Chapitre 28 : Graffitis
Après avoir déposé ma poupée, je suis retourné chez moi dans le but de passer le reste de la journée à ne strictement rien faire de productif. Mais c'était sans compter la présence du plus gros emmerdeur de la Terre : Jun. Il m'appela à peine étais-je rentré pour m'inviter ( m'ordonner ) à sortir car "il ne manquait plus que moi". Alors, j'ai rapidement enfilé un Jean, un t-shirt ainsi que ma nouvelle veste et m'apprête à sortir lorsque Tao rentre brusquement.
– Tu vas où comme ça ?
– Dehors.
Merde... pourquoi faut-il qu'il rentre aussi tôt ?
– Pour rejoindre Jun et sa bande ?
Je ne réponds rien et me contente d'avancer vers la sortie, le contournant maladroitement.
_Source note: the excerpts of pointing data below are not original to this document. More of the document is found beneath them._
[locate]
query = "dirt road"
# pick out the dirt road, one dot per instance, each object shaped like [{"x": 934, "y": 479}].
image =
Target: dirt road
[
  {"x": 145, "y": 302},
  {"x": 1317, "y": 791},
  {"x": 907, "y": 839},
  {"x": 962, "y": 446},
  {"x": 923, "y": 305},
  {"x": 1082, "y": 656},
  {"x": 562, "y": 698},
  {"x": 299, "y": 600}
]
– Shun. Je t'interdis de partir.
– Je suis grand, gēge ! Laisse moi faire ma vie !
–Très bien. Mais si tu sors traîner avec ces branleurs, tu ne rentres pas ce soir.
Ma mâchoire se serre. Ne me dites pas... que je vais devoir rester ici toute la journée ! Alors oui, j'avais déjà prévu de le faire mais c'était volontaire. Là, je n'ai clairement pas le choix et c'est bien ça qui m'agace. Tao pense tellement que je ne suis qu'un gamin faible et sans défense qu'il croit pouvoir me retenir avec une simple menace. Donc lui donner raison est contre ma nature de "hors la loi".
– Ainsi soit-il, déclaré-je en claquant la porte derrière moi.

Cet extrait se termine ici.